The research goals of Project 3 are to investigate strategies for the treatment of cryptosporidiosis based on the inhibition of parasite attachment and cell invasion by monoclonal IgAs directed against sporozoite surface epitopes. Attention will be focused on developing and characterizing monoclonal IgA antibodies against surface epitopes shared by exogenous (sporozoites) and endogenous (merozoites) infectious forms to maximize the efficiency of inhibition. Specific Aim 1 will be devoted to production and analysis of dimeric monoclonal IgA clones reactive against sporozoite and merozoite surface molecules. This work will be performed at Dr. Neutra's laboratory at the Children's Hospital, Harvard Medical School. Specific Aim 2 will demonstrate in animal models the ability of IgA clones to protect mice against Cryptosporidium infection. Hybridoma cells will be injected subcutaneously to produce IgA- secreting tumors (backpack). Cells will be injected to infant Balb/C mice, simultaneously challenged with Cryptosporidium oocysts to determine protection against infection, and to weaned SCID mice chronically infected to determine impact on clearing existing infection. The impact of an oral course of IgA antibodies will also be tested; monoclonal antibodies will be fed to infant mice simultaneously challenged with Cryptosporidium, and to weaned SCID mice chronically infected. A course of intravenous injections to SCID mice with evidence of hepato-biliary involvement will determine impact on Cryptosporidium infection of the biliary tree. This work will be performed jointly between Dr. Neutra's laboratory and Dr. Tzipori's at TUSVM, which are 30 miles apart. Specific Aim 3 will largely be performed at Dr. Flanigan's laboratory at Miriam Hospital, Brown University (50 miles distance). The nature of inhibition will be determined in cell culture system (HT29.74) developed by Dr. Flanigan. He will determine whether inhibition is caused by interference with, sporozoite binding, penetration, or development within the host cell. Project 3 is also responsible for program administration, and for providing services which include, i) production and regular supply of oocysts to all 3 projects, and ii) will be responsible for performing all animal challenge assays and analyses.

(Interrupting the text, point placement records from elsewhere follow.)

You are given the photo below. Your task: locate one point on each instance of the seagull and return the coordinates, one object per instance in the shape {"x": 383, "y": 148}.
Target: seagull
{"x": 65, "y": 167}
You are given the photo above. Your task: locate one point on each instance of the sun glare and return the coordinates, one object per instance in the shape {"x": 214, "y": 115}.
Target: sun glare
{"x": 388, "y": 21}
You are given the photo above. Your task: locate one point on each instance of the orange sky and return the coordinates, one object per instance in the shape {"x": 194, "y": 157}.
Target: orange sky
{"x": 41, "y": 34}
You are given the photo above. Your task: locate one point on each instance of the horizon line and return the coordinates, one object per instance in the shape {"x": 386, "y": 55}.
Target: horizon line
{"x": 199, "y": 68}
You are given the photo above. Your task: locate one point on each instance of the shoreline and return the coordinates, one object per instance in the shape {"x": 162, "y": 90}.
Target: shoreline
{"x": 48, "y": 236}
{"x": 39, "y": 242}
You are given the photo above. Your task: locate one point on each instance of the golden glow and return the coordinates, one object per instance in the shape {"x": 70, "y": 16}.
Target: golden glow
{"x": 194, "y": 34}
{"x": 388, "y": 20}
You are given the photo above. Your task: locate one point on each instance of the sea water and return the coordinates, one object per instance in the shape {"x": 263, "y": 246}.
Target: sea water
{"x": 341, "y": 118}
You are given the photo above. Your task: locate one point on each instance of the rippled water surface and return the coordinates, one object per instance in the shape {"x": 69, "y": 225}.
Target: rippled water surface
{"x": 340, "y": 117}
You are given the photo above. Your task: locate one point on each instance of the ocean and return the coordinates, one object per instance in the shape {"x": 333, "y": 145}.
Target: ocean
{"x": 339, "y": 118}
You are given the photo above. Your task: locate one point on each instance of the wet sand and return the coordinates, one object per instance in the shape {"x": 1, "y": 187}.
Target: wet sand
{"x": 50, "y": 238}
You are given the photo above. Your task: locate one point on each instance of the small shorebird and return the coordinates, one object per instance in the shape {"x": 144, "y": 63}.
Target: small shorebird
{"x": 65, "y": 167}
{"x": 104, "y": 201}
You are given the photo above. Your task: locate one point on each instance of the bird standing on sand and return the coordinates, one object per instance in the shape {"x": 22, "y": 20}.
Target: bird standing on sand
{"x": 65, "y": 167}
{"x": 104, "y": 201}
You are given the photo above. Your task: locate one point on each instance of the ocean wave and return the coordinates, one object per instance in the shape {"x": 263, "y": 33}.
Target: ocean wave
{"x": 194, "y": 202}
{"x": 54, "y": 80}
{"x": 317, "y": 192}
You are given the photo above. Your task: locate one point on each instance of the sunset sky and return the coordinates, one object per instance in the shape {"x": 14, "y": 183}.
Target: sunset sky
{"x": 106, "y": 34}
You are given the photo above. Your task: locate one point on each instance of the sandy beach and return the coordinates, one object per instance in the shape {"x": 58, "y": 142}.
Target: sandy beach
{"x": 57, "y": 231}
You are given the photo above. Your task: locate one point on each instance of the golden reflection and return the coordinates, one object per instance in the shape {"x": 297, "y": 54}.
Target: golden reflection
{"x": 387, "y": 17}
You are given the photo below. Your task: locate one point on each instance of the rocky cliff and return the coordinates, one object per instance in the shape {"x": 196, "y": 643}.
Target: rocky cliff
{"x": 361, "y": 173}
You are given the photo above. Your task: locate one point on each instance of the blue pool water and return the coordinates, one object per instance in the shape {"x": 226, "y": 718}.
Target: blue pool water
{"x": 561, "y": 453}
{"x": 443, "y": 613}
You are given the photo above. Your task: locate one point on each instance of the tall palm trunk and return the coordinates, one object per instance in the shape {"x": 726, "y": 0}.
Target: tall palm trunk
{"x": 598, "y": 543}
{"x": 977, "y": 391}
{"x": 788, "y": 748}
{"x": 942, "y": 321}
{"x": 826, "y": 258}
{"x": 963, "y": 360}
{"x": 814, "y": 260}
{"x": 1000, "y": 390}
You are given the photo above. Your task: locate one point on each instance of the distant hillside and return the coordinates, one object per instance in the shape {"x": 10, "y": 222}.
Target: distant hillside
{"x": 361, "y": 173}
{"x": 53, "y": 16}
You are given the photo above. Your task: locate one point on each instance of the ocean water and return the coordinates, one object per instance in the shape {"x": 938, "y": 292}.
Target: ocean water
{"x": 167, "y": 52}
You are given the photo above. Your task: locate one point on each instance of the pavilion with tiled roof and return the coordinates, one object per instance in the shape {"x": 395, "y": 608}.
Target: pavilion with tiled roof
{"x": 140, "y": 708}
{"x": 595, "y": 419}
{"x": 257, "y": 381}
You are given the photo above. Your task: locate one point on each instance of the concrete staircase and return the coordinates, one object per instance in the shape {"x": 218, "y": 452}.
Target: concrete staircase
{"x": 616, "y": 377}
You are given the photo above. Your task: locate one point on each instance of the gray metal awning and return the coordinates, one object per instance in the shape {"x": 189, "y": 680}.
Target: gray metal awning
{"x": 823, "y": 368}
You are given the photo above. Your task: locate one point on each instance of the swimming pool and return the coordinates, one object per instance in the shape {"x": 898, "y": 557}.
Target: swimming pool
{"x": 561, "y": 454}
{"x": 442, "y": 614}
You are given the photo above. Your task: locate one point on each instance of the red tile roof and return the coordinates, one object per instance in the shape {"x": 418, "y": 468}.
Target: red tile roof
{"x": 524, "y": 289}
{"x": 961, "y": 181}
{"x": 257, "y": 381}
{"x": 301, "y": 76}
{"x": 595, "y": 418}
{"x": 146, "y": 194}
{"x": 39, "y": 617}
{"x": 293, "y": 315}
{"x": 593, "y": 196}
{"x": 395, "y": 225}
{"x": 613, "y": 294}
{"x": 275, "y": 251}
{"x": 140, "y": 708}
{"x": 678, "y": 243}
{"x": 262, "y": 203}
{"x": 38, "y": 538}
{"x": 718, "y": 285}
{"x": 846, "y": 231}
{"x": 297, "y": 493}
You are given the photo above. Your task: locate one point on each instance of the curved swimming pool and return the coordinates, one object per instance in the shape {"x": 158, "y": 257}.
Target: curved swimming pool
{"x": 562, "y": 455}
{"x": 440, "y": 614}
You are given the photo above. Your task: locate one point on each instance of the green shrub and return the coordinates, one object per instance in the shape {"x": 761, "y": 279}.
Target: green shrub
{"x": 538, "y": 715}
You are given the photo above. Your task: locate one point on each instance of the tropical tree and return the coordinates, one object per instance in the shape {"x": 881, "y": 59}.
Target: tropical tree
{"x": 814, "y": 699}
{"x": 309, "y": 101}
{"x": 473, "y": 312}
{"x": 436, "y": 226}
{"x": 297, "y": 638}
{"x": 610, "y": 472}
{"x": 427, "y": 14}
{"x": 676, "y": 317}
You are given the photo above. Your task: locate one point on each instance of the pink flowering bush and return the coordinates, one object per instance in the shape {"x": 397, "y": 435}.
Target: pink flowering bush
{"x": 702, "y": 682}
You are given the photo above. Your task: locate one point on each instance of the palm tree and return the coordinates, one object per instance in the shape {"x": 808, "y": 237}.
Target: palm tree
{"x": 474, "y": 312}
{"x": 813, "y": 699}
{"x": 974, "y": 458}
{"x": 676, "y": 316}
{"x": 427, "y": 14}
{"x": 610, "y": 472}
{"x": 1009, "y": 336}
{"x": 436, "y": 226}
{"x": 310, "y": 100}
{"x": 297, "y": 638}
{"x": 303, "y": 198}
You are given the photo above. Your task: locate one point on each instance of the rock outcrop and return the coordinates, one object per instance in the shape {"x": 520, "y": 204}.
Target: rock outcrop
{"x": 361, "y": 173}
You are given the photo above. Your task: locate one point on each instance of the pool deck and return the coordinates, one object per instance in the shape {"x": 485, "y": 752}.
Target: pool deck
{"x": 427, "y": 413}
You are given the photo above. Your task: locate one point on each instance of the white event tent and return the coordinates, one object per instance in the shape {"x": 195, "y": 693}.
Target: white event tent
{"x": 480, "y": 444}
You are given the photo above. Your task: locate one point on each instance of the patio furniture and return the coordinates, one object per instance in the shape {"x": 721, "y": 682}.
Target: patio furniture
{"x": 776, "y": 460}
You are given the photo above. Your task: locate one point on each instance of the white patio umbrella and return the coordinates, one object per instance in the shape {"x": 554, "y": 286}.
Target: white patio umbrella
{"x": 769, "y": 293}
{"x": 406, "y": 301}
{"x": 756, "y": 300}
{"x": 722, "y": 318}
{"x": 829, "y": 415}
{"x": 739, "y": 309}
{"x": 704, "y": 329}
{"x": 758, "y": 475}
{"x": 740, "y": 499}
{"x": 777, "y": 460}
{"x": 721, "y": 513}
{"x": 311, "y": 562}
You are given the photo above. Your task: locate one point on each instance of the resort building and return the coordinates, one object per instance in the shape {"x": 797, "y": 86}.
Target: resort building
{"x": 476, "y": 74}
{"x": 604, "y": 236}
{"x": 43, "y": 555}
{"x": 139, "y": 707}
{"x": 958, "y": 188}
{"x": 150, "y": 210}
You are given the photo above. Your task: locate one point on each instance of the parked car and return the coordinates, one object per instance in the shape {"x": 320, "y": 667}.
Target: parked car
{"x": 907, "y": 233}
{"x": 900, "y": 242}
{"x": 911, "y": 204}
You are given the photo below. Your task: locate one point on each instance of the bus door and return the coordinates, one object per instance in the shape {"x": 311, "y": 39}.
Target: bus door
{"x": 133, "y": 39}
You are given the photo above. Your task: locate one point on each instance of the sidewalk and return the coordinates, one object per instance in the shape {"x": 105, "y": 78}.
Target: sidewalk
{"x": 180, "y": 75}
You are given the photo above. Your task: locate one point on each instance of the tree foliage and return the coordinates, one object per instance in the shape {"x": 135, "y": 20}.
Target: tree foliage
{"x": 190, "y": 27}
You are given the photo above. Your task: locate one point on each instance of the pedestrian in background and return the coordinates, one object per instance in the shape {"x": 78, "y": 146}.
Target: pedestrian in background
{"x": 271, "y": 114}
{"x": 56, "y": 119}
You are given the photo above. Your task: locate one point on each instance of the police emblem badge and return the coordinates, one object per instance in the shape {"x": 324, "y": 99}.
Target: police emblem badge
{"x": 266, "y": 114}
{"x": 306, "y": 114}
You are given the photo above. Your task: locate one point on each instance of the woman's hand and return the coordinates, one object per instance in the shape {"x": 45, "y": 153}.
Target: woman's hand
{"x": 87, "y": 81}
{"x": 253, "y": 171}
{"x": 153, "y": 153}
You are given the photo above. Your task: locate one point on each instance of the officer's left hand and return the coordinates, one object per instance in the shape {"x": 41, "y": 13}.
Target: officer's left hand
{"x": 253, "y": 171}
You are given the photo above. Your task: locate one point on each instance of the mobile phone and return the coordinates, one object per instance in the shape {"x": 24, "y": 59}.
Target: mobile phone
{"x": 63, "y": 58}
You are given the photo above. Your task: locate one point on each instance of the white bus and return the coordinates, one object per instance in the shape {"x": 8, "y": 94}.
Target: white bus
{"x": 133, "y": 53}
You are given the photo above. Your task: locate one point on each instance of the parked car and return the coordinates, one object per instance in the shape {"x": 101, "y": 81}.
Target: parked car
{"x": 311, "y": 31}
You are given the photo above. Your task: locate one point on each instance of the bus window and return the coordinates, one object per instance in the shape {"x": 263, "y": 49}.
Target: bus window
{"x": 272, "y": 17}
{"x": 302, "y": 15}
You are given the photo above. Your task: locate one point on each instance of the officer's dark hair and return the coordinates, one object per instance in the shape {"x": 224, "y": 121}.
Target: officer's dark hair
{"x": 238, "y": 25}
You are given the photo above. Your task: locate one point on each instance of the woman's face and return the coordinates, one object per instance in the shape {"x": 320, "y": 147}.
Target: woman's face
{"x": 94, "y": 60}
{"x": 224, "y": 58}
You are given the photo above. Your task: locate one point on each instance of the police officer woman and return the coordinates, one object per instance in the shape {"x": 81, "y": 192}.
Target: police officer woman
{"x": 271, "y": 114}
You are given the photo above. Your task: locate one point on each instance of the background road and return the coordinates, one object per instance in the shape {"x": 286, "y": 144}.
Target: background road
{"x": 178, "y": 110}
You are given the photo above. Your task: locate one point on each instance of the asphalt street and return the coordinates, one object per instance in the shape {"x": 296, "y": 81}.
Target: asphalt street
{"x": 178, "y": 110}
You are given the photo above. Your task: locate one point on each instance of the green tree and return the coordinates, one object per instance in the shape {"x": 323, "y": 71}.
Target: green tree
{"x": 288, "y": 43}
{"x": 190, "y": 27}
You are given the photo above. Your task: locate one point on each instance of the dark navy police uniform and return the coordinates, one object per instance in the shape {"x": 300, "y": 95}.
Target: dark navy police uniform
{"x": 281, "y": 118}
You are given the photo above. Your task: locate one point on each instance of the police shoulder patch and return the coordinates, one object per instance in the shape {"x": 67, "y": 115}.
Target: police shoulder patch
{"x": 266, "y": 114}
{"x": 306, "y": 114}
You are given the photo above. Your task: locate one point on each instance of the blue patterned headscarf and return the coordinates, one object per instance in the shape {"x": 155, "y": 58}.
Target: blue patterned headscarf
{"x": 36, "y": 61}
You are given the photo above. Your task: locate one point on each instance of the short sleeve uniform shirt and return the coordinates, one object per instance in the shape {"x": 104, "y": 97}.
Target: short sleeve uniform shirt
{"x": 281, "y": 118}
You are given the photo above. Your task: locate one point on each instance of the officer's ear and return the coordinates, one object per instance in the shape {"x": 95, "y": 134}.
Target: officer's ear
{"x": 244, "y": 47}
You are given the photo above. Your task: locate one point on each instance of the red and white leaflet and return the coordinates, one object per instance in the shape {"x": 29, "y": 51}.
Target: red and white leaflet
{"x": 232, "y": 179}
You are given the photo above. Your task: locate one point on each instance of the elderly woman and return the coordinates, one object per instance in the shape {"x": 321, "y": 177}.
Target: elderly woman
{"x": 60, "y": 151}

项目3的研究目标是研究以下策略 基于对隐孢子虫病抑制作用的治疗 单抗免疫球蛋白诱导的寄生虫附着和细胞侵袭 抗子孢子表面表位。我们将把注意力集中在 抗人免疫球蛋白A单抗的研制和鉴定 外源(子孢子)和内源共有的表面表位 (裂殖子)感染形式，以最大限度地提高 抑制力。 具体目标1将致力于生产和分析 抗子孢子的二聚体单抗IgA克隆和 裂殖子表面分子。这项工作将在Dr。 哈佛大学医学院儿童医院的中性实验室 学校。 特定目标2将在动物模型中证明IgA的能力 克隆以保护小鼠免受隐孢子虫感染。 杂交瘤细胞将被注射到皮下产生IgA- 分泌性肿瘤(背包)。细胞将被注射给婴儿 BALB/C小鼠，同时攻击隐孢子虫卵囊 确定对感染的保护作用，并断奶的SCID小鼠 慢性感染，以确定对清理现有 感染。口服一疗程的IgA抗体的影响将 也要进行检测；单抗将喂给幼鼠 同时攻击隐孢子虫和断奶SCID 慢性感染的小鼠。一个疗程的静脉注射以治疗 有肝胆受累证据的SCID小鼠将 确定隐孢子虫对胆道感染的影响。 这项工作将由中性子博士的实验室联合完成 齐波里博士在相距30英里的德克萨斯大学支持向量机工作。 具体目标3将主要在弗拉尼根博士的 布朗大学米里亚姆医院实验室(50英里 距离)。抑制的性质将在细胞中确定 培养系统(HT29.74)由弗拉尼根博士开发。他会的 确定抑制是否由干扰引起， 子孢子在宿主内结合、穿透或发育的子孢子 手机。 项目3还负责项目管理，并负责 提供服务，包括：一)生产和定期供应 向所有3个项目提供卵囊，以及ii)将负责 执行所有动物挑战测试和分析。